Enfin, je crois que l'on doit être un grand lecteur (et un passionné) des nouvelles littéraires pour bien apprécier ce recueil. Le style d'écriture se rapproche davantage du journalisme que du grand art lyrique. Et pour ma part, je crois que je prendrai une pause de quelques années avant de relire cette auteure, parce qu'après deux bouquins, cela n'a pas très bien débuté.

lundi 5 novembre 2012

Un as dans la manche, Annie Proulx



Ma note: 7/10

Voici la présentation de l'éditeur : Abandonné par ses parents partis en éclaireurs en Alaska pour n'en jamais revenir, Bob Dollar est élevé par l'oncle Tam, un brocanteur. A vingt-quatre ans, après de nombreux petits boulots, Bob est engagé par une porcherie industrielle, la " Mondiale de la Couenne ", qui l'envoie au fin fond du Texas pour repérer les terrains à racheter à des veuves désespérées par les odeurs pestilentielles, à des fermiers découragés par la pollution des nappes phréatiques, à des héritiers pressés de fuir l'aridité de ces immenses plaines. Face à ces enfants de pionniers, Bob va devoir jouer serré, tricher, amadouer cette Amérique profonde où la brutalité sauvage le dispute à la générosité. Dans un style imagé et puissant, Annie Proulx nous restitue une certaine Amérique menacée de disparition.

Malgré un nom très Québécois, Annie Proulx est bel et bien une Américaine, qui a par contre des origines québécoises. Elle a même fait une partie de ses études à Montréal et à l'instar de Jack Kerouac, elle semble attachée à ses racines. Habituée des prix littéraires américains, et non les moindres comme le National Book award (le plus prestigieux) et le Pulitzer. C'est la première fois que je lisais un de ses livres et elle est une incontournable pour qui s'intéresse à la littérature américaine.
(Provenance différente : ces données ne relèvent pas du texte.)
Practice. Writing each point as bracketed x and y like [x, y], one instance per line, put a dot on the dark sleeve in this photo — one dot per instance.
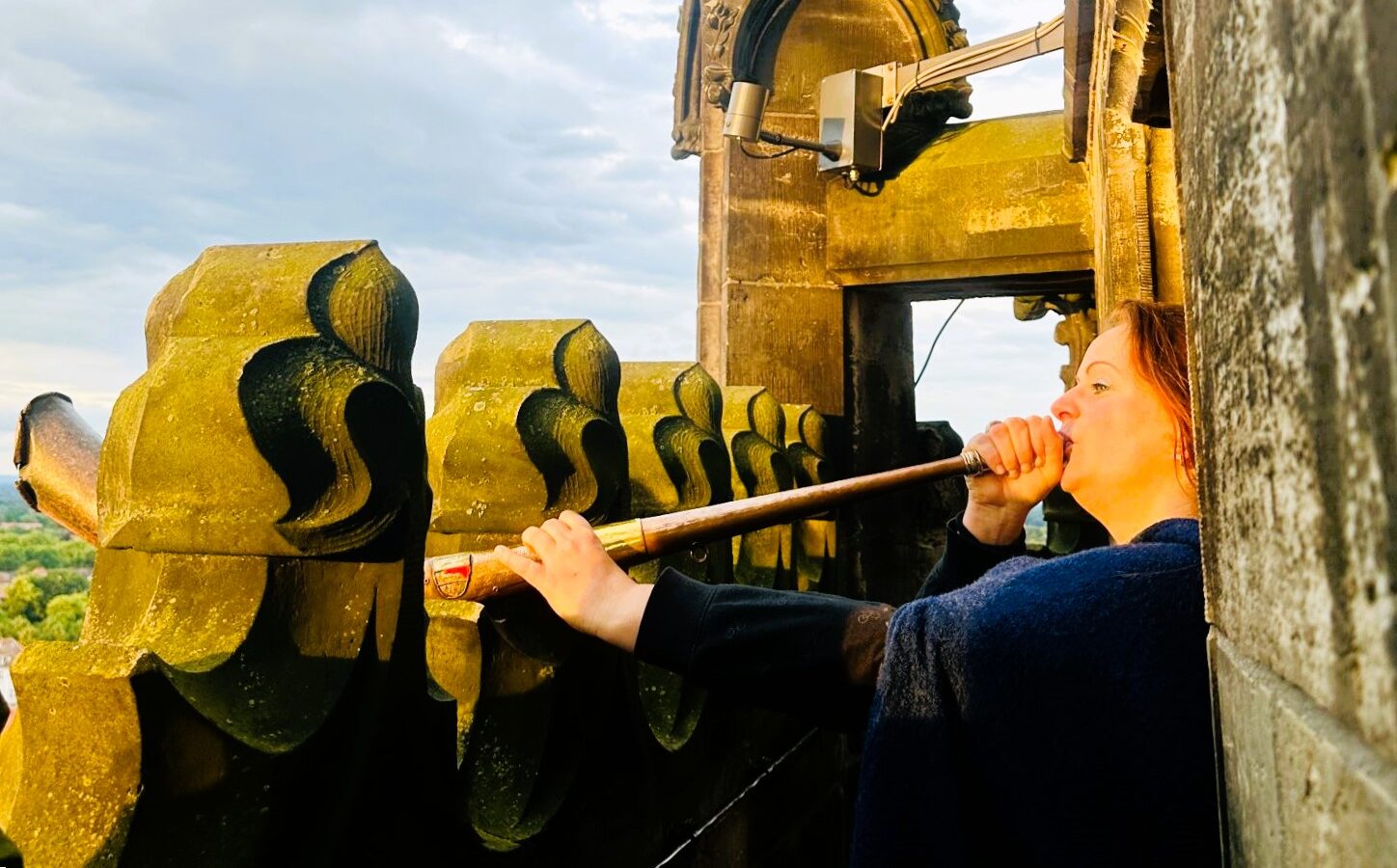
[966, 558]
[812, 655]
Notamment, elle est un des auteurs préférés de Stephen King et bien d'autres.

D'entrée de jeu, je pourrais la comparer à Philip Roth et Cormac McCarthy. Je crois qu'elle est un croisement entre les deux et ce roman est éloquent à ce sujet. Elle a une plume très recherchée, un peu comme McCarthy et elle aussi fait dans la littérature des grands territoires, de la campagne. Et dans une moindre mesure, on pourrait dire qu'elle retire de Roth les portraits qu'elle trace de ses personnages, la forme qu'elle emploie. Elle retrace leur origine un peu à la manière du grand Philip Roth.
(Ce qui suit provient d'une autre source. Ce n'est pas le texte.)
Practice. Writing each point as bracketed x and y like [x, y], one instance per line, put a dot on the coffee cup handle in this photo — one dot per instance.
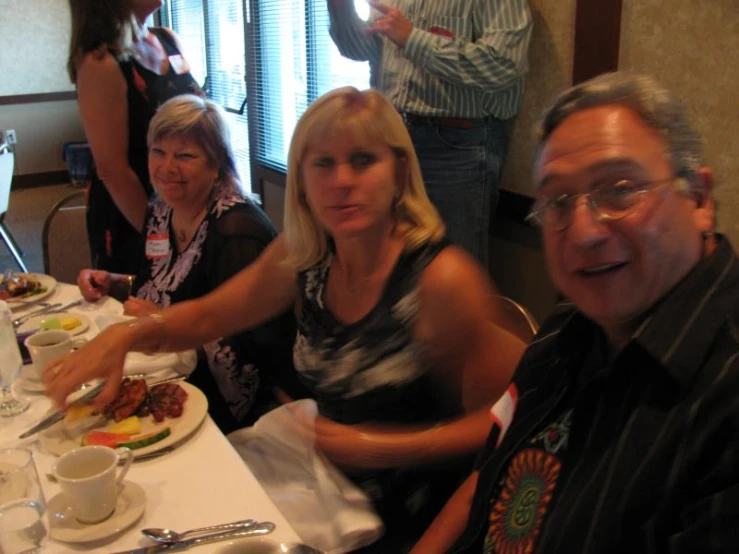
[128, 453]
Ensuite, à la lecture de ce roman, on pourrait dire que cela paraît qu'elle est une habituée des nouvelles littéraires. Les chapitres dans ce roman sont bien tranchés (presque écrits en "scènes" comme les classiques), et souvent, on a droit à des histoires différentes même si la toile de fond reste la même, avec Bob Dollar comme fil conducteur.

Et pour l'histoire en tant que telle, "Un as dans la manche" m'a rappelé "Les âmes mortes" de Gogol. Un étranger débarque dans une région pour trahir à peu près tout le monde. Sauf que celui de Gogol était beaucoup plus intéressant. Le personnage principal était une sorte de métaphore du diable. Ici, Bob Dollar (quel nom ringard en passant) est quelque peu idiot et le récit de Proulx est amené avec tellement de subtilité qu'on se demande où elle veut bien nous conduire. Elle cherche à traiter plusieurs thèmes sans en approfondir un seul. Par exemple, une critique du capitalisme s'en dégage mais sans réelle conviction, de même que sa prise de position en faveur des régions, du grand territoire.

Pour terminer, voici un roman bien écrit mais sans intérêt. L'histoire est souvent boiteuse, les personnages inintéressants et l'intrigue peine à prendre sa place. Il y a même un léger soupçon de thriller mais il est tellement effacé qu'on le remarque à peine (vers la fin). Par contre, le style de l'auteure est solide et la prose est fluide, ce qui n'en fait pas une lecture déplaisante.